Having someone to talk to is key, ideally that would be your supervisor but I have a few others I know I can lean on and I do. They lean on me too, it helps so much to know you have that support.

I have been where you are for probably different reasons and came closer than I have ever been to a complete breakdown. It was horrific, hit me hard, quite unexpectedly and and I think it has taught me some things. It’s really important to be in tune with your own mental well-being and to know when you have reached the point of too much.

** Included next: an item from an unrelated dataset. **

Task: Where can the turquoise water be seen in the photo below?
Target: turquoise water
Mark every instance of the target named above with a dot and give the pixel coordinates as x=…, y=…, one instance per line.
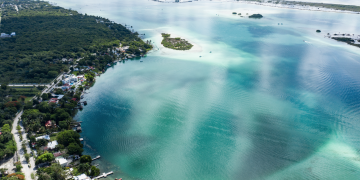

I am now booking annual leave much more regularly and I do ensure I get my regular supervision. I’m NHS and we have supervision targets so everyone in my team gets supervision once a month or I get it in the neck🤣

My boss takes a more performance and task oriented approach to supervision unless I raise issues, but I do try to keep a better balance and ensure wellbeing and support needs are a big part of supervision.

I hope things get better for you.

WhoWants2Know · 04/11/2023 22:02

On reflection, I think the manager's response when I raised the subject of debriefings for wellbeing purposes was probably defensive because she wasn't expecting it. She hadn't been aware of the way the particular safeguarding concern I dealt with had escalated, because she wasn't around.

Unfortunately after that conversation, later in the day, I had to diffuse a heated situation between some angry service users within a group of vulnerable adults. I managed it as best I could and tried to make sure everyone was okay by the time they left. A couple of the people were shaken and needed individual support before leaving.

The manager came back in from a meeting a few minutes before the end of the day, and was given a brief explanation of what had happened. Her response was "everyone looked fine to me."

Maybe the environment is so busy that she just doesn't realise when people are stressed. And I'm not great at articulating that I'm upset in the moment. It takes me a little bit to process before I can talk about it.